Agentic capability refers to an AI model's ability to plan and execute multi-step tasks with minimal human intervention. Sonnet 5 can now use tools like web browsers and terminal commands, plan complex workflows, and run autonomously at a level that previously required larger, more expensive models. This shift reflects a broader industry trend: as OpenAI, Google, and other labs release their own agentic models, the differentiator is no longer whether a model can do agentic work, but how cheaply and reliably it can do so without human oversight.
Anthropic also raised rate limits for Chat, Cowork, Claude Code, and API users to accommodate the higher token usage that comes with more complex reasoning tasks. Users can now select effort levels to control how much computational power the model applies to a given task, allowing developers to balance speed and cost against accuracy.
How to Evaluate Sonnet 5 for Your Use Case
- Benchmark Performance: Compare Sonnet 5's scores on your specific task type against Opus 4.8 and GPT-5.5. On coding and reasoning, Sonnet 5 is within 5-10 percentage points of Opus 4.8, making it viable for most production workloads.
- Cost Modeling: Calculate your expected token usage and compare the introductory $2/$10 pricing through August against standard rates of $3/$15 per million tokens. For teams running agentic pipelines at scale, the savings during the migration window could be substantial.

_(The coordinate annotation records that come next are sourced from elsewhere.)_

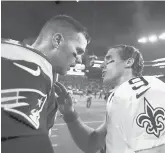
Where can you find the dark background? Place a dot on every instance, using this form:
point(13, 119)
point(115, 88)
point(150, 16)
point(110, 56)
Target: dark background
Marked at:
point(109, 23)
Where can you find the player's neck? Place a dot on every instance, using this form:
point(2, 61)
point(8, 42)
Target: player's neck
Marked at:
point(125, 77)
point(42, 47)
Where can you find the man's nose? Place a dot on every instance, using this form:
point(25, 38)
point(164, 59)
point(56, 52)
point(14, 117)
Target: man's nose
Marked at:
point(79, 59)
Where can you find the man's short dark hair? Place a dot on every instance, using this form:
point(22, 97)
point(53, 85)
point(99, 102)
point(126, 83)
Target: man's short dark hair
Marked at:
point(127, 52)
point(68, 21)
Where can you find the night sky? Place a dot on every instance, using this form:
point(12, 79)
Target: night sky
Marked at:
point(108, 23)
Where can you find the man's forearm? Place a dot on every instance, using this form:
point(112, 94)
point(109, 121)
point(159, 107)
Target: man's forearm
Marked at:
point(87, 139)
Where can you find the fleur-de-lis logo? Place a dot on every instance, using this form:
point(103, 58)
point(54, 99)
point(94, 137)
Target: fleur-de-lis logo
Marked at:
point(153, 120)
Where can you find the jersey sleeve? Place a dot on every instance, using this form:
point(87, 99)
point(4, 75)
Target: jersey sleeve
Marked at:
point(52, 109)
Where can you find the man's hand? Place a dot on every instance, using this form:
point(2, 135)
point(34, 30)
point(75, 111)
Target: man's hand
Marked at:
point(64, 99)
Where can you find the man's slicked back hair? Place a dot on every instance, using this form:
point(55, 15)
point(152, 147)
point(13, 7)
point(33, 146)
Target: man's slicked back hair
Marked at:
point(68, 22)
point(127, 52)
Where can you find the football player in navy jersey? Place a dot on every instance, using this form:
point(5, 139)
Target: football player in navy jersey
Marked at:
point(135, 113)
point(29, 102)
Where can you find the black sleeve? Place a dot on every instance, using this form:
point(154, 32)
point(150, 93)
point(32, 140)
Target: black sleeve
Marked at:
point(52, 109)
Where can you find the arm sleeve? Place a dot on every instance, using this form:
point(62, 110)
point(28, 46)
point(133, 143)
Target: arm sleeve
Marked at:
point(52, 109)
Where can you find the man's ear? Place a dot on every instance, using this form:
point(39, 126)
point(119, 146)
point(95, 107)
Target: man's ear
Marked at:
point(129, 62)
point(57, 39)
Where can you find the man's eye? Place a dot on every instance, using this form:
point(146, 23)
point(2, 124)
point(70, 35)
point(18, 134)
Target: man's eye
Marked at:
point(75, 55)
point(80, 51)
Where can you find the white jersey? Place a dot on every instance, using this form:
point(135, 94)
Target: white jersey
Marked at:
point(136, 116)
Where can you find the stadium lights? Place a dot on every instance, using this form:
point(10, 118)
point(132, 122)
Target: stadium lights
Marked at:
point(142, 40)
point(162, 36)
point(153, 38)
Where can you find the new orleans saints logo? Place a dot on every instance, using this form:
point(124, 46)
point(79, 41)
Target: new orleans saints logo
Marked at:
point(153, 120)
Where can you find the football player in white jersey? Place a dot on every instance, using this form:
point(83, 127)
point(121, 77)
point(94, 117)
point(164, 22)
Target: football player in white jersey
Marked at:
point(135, 120)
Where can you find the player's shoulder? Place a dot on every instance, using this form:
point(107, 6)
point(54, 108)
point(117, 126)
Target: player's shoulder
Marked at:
point(19, 49)
point(15, 51)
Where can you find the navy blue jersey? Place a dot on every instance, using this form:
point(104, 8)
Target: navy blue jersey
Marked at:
point(28, 102)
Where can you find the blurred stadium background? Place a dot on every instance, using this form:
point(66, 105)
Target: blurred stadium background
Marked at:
point(136, 23)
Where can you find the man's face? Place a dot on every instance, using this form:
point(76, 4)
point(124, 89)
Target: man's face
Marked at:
point(70, 52)
point(113, 67)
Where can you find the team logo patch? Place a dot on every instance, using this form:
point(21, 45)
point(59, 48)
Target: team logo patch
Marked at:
point(24, 104)
point(153, 119)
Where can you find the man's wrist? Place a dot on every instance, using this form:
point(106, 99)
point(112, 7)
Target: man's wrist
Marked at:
point(70, 116)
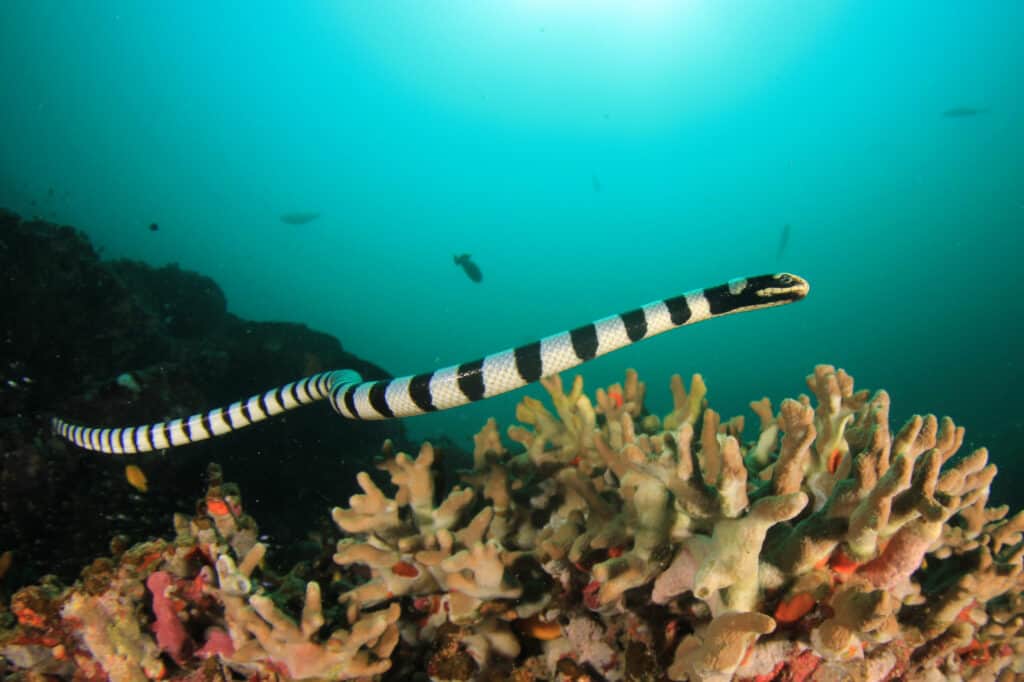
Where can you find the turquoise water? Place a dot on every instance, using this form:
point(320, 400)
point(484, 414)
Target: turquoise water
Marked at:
point(590, 156)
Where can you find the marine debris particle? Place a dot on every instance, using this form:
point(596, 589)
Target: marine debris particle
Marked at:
point(783, 241)
point(299, 217)
point(963, 112)
point(592, 531)
point(472, 269)
point(136, 478)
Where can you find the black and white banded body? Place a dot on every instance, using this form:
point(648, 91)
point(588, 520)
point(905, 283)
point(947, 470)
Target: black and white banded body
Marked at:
point(452, 386)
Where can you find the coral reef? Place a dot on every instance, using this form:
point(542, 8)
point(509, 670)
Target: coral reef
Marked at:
point(605, 543)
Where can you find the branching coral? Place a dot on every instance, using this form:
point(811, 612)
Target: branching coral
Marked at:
point(605, 541)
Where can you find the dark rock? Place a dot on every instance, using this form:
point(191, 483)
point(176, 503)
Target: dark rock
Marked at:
point(72, 325)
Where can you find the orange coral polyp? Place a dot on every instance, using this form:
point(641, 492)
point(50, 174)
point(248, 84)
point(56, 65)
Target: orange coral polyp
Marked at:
point(796, 607)
point(542, 630)
point(217, 507)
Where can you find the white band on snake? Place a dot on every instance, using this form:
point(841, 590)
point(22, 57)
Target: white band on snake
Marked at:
point(452, 386)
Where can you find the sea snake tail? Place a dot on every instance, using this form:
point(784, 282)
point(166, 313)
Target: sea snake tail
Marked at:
point(456, 385)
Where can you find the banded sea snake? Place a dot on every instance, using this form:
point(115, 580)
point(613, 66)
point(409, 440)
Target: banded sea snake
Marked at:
point(453, 386)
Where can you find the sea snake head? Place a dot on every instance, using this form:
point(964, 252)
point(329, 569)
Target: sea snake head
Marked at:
point(761, 291)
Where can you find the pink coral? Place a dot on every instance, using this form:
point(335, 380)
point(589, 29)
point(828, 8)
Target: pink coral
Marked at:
point(171, 635)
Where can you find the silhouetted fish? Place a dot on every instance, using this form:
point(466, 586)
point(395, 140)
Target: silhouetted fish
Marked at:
point(299, 217)
point(472, 271)
point(783, 241)
point(963, 112)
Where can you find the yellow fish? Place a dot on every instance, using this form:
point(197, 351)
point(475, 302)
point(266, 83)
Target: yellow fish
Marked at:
point(136, 478)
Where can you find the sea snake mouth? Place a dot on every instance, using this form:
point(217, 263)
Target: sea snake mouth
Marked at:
point(457, 385)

- Effort Level Testing: Use the new effort level controls to test whether lower reasoning settings meet your accuracy requirements. This allows you to optimize for cost without sacrificing quality on simpler tasks.
- Safety Requirements: If your application involves cybersecurity or high-risk tasks, note that Sonnet 5 has lower performance on dangerous tasks than Opus 4.8 and Claude Mythos Preview, but still includes safeguards against misuse and deception.

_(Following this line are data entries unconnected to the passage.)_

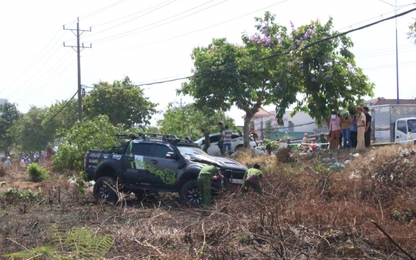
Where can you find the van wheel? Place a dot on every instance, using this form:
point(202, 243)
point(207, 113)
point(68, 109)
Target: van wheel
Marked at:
point(190, 193)
point(105, 190)
point(239, 147)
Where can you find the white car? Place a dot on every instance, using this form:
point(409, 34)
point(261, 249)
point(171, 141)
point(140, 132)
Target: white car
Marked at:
point(237, 142)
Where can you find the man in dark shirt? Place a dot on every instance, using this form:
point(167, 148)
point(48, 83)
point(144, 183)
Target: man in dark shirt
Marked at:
point(367, 134)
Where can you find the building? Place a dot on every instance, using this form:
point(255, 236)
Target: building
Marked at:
point(385, 101)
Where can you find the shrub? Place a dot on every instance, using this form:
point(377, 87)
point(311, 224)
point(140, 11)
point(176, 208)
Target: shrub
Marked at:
point(37, 173)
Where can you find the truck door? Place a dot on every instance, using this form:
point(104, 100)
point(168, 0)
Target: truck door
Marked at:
point(400, 134)
point(162, 169)
point(137, 158)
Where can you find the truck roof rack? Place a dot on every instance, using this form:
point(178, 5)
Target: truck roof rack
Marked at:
point(171, 138)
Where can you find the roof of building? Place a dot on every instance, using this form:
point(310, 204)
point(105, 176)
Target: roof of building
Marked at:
point(385, 101)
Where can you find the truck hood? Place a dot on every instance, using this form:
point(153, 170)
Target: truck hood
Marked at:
point(221, 162)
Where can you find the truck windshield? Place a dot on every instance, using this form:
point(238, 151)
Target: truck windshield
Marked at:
point(412, 125)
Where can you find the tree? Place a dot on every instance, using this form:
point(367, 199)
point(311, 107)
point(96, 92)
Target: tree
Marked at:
point(121, 101)
point(189, 120)
point(97, 133)
point(412, 33)
point(61, 116)
point(9, 115)
point(31, 135)
point(322, 73)
point(272, 67)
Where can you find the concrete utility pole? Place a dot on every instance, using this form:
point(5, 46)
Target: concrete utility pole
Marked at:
point(78, 47)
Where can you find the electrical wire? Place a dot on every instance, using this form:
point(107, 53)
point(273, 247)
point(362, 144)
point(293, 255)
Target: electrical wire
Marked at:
point(199, 30)
point(233, 65)
point(60, 110)
point(102, 9)
point(155, 24)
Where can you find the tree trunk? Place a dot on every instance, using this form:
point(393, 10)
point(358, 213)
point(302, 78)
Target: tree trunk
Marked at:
point(246, 130)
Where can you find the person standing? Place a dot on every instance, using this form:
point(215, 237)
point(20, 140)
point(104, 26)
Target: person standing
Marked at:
point(252, 179)
point(367, 134)
point(227, 139)
point(205, 176)
point(353, 130)
point(7, 163)
point(207, 142)
point(361, 124)
point(221, 141)
point(345, 129)
point(334, 131)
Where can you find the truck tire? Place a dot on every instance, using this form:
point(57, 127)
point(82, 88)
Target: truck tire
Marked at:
point(105, 190)
point(189, 193)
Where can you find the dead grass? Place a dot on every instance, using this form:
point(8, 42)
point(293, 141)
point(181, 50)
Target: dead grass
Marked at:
point(308, 212)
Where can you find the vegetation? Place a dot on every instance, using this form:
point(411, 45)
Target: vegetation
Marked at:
point(274, 67)
point(37, 173)
point(122, 102)
point(98, 133)
point(308, 209)
point(189, 120)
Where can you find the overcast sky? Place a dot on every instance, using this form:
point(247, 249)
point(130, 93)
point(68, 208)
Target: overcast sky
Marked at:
point(151, 41)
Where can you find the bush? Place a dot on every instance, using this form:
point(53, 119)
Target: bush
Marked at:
point(37, 173)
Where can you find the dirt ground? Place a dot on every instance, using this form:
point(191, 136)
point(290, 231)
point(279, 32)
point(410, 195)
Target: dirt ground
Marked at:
point(320, 205)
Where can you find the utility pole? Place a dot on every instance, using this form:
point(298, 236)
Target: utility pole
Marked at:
point(78, 47)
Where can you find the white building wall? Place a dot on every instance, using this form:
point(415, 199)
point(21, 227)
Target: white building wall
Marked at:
point(302, 122)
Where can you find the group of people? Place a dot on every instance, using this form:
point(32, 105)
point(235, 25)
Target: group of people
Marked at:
point(224, 143)
point(209, 173)
point(354, 129)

What About Safety and Misuse Risks?
Anthropic deliberately did not train Sonnet 5 on cybersecurity tasks, and the model's performance on dangerous security-related benchmarks lags significantly behind Opus 4.8. When tested on finding exploits in Firefox 147, for example, Sonnet 5 was unable to develop a fully working exploit, though it showed a slightly higher rate of partial success than Sonnet 4.6.
On other safety dimensions, Sonnet 5 improves over its predecessor. It demonstrates lower rates of undesirable behaviors such as cooperation with misuse, deception, hallucination, and sycophantic responses compared to Sonnet 4.6. It also refuses malicious requests more consistently and resists prompt-injection attacks more effectively.

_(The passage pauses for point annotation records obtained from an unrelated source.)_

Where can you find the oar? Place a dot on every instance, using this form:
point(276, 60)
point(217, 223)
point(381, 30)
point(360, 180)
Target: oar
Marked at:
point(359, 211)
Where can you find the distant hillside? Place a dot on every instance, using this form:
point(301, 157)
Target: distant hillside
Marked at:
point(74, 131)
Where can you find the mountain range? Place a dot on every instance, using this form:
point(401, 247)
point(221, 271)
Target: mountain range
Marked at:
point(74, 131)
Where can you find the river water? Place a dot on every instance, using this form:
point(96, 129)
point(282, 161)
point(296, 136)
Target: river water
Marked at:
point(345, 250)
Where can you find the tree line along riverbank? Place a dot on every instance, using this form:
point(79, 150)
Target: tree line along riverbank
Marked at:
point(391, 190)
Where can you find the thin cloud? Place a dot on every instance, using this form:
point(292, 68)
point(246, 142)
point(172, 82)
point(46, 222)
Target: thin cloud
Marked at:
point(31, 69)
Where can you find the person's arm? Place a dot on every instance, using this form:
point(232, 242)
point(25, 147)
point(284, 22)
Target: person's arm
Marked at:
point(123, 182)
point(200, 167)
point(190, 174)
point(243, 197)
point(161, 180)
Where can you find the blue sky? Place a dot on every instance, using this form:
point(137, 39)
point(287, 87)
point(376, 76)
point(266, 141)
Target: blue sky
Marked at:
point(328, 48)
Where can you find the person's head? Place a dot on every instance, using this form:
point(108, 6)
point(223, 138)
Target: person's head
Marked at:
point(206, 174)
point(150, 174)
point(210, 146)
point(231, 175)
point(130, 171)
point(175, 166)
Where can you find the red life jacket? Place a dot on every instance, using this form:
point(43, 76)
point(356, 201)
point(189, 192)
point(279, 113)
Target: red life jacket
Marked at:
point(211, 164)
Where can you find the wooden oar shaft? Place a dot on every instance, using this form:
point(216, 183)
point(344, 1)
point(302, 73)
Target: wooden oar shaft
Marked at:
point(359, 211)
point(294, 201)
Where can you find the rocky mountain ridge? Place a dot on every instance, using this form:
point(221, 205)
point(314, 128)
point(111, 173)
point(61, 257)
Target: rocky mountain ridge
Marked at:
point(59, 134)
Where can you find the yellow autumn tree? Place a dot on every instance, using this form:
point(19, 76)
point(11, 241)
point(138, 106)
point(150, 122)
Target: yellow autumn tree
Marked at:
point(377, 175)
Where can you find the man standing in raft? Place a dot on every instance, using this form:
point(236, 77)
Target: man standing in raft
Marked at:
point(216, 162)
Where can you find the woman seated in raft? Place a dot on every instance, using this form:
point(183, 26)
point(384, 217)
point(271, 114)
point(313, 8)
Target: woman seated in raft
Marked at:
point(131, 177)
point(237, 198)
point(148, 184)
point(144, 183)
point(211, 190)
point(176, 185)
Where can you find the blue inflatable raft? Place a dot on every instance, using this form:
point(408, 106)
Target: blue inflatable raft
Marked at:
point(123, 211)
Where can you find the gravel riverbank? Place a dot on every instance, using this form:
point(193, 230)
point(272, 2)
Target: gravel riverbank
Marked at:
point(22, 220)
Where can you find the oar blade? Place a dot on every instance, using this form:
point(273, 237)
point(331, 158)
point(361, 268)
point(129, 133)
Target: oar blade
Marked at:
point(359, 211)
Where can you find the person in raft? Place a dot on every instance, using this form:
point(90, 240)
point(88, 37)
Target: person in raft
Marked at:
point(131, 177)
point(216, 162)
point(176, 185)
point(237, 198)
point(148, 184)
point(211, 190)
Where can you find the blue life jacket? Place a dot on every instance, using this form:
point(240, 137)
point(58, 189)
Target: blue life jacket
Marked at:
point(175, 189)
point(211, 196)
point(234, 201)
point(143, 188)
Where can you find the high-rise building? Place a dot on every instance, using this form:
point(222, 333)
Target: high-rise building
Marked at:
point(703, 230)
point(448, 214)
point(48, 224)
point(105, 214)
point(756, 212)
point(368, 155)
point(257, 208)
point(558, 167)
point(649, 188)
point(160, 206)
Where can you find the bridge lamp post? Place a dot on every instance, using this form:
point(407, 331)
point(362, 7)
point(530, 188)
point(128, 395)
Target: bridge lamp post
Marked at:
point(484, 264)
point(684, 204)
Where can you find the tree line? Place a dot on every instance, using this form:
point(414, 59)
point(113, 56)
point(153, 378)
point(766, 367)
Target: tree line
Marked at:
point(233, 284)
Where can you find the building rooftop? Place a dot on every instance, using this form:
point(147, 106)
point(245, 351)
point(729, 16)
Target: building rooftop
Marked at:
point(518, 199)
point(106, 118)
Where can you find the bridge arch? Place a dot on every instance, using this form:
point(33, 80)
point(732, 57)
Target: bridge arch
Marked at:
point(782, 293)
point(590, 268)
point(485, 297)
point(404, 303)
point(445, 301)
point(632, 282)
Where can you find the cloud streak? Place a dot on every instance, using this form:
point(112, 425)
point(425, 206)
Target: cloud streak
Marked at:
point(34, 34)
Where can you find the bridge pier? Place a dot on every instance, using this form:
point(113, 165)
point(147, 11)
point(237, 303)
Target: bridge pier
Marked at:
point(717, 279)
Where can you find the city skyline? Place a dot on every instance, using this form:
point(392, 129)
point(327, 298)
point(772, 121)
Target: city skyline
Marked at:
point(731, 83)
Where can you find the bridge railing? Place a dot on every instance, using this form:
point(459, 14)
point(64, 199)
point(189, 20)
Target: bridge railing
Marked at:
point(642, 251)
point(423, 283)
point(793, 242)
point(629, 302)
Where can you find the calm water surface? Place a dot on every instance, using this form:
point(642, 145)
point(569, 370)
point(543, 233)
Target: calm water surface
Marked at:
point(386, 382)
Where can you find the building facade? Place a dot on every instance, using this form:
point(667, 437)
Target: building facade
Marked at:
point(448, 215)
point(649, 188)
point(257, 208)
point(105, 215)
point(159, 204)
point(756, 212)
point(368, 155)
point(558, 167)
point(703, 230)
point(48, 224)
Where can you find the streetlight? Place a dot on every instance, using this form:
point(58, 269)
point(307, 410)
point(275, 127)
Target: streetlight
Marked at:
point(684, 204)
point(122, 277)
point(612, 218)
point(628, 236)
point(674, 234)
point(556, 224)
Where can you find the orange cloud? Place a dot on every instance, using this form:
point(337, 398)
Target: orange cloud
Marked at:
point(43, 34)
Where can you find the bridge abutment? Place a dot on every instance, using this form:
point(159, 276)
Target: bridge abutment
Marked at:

"A model that knows when to say no is just as important as one that knows how to build," said Fabian Hedin, co-founder of Lovable, noting that Claude Sonnet 5 "refuses unsafe requests cleanly and consistently."
Fabian Hedin, Co-founder at Lovable
Why Is Pricing Strategy Important Right Now?
The introductory pricing through August 31 represents Anthropic's first formal promotional pricing for a Sonnet model launch. A company spokesperson explained the rationale: "We want our customers to test Sonnet 5 against their real workloads at the lowest possible cost during the migration window". This approach directly addresses a friction point developers have faced with Sonnet 4.6, where the decision between using a cheaper mid-tier model or paying more for Opus 4.8 was often unclear.
The timing also reflects competitive pressure. OpenAI launched three GPT-5.6 models in June, including Sol, which is also positioned as an agentic mid-tier option. Google's Gemini 3.5 Flash, released in May, similarly emphasizes autonomous task execution at lower cost. By offering Sonnet 5 at $2 per million input tokens through August, Anthropic is giving developers a window to evaluate whether the model meets their needs before standard pricing takes effect.
For teams that have been running GPT-4o or similar mid-tier models for coding agents, Sonnet 5's pricing is competitive without requiring a model-shopping exercise. The combination of improved agentic performance, lower cost, and expanded rate limits positions Sonnet 5 as a practical default for developers building autonomous workflows at scale (Source 2, 3).